ナレーター・アナウンサー養成塾 塾長 ナレーター・伊藤英敏
http://www.mars.dti.ne.jp/~expert/


アクセントの話

2006年11月07日 | Weblog

チョッとズル休みしてました・・・さて、今回はアクセントのお話。ここのところニュースに毎日のように取り上げられている高校の「履修不足」問題。必須科目の在り様が私の時代とは違っていると思いますが、“世界史”“日本史”の選択が関わっているとか。その“セカイシ”“ニホンシ”のアクセントは、両方とも第二音節が高い方にある中高型です。ところが、ニュースを伝える記者はもちろん、ナレーターやアナウンサーも半分以上の型が平板型にしている様子。あなたは如何でしょうか。そこで日本語のアクセントについて理論的なお話を・・・まずは「日本語に標準語はない」ということを頭に入れておいてください。一般的に標準というのは、何か基準になる数値とか、量とか、角度とか、決まったものを指します。日本には各地の方言があり、どこの地域の言葉も立派な日本語です。ただし、それらの方言が全国のどこに住んでいる人にでも通じるかといえば、それは難しい。私達、放送に携わる人間が学ぶものは標準語ではなく『共通語』なのです。どこの地方の方にも通じる言葉・・・共通の言葉・・・これだ!と決まっていない訳ですからですから、様々な変化も当然あるのです。で、その“世界史”“日本史”が何故に平板型になってしまうのか、というと、それはスラング化という現象です。その現象は江戸の昔からあるもので、今に始まったものではありません。
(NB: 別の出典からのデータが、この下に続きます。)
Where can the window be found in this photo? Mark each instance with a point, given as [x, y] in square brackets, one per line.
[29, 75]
頻繁に口をついて出る言葉ほど平板化する、という現象です。例えば・・・“水道橋”これも本当は“スイドウバシ”のイとドだけが高い位置にある中高型。でも“スイドウバシ”と平板に言っていませんか?これと同じことなのです。特に高校時代にそれぞれを選択した方は、きっと平板に言うようになっているのではないですか。確認してみては・・・。